Identification of Novel Malaria Transmission-Blocking Vaccine Candidates

Abstract

Control measures have significantly reduced malaria morbidity and mortality in the last two decades; however, the downward trends have stalled and have become complicated by the emergence of COVID-19. Significant efforts have been made to develop malaria vaccines, but currently only the RTS,S/AS01 vaccine against Plasmodium falciparum has been recommended by the WHO, for widespread use among children in sub-Saharan Africa. The efficacy of RTS,S/AS01 is modest, and therefore the development of more efficacious vaccines is still needed. In addition, the development of transmission-blocking vaccines (TBVs) to reduce the parasite transmission from humans to mosquitoes is required toward the goal of malaria elimination. Few TBVs have reached clinical development, and challenges include low immunogenicity or high reactogenicity in humans. Therefore, novel approaches to accelerate TBV research and development are urgently needed, especially novel TBV candidate discovery. In this mini review we summarize the progress in TBV research and development, novel TBV candidate discovery, and discuss how to accelerate novel TBV candidate discovery.
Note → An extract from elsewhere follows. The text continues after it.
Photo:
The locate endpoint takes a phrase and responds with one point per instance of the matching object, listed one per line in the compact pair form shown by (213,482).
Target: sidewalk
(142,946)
Keywords: Plasmodium; immuno-profiling; malaria; reverse vaccinology; transmission-blocking vaccine (TBV); wheat germ cell-free system (WGCFS).

Figure 1

Expression of malaria transmission-blocking vaccine (TBV) target antigens. Sexual developmental stages of malaria parasites in humans (gametocytes) and mosquitoes (gametes, zygotes, and ookinetes) are schematically presented. The TBV candidate antigens (Table 1) are categorized as pre-fertilization antigens (mainly expressed in the sexual stages of parasites before fertilization), and post-fertilization antigens (mainly expressed in the sexual stages of parasites after fertilization). Mosquito midgut antigen, AnAPN1, is also presented as a TBV candidate.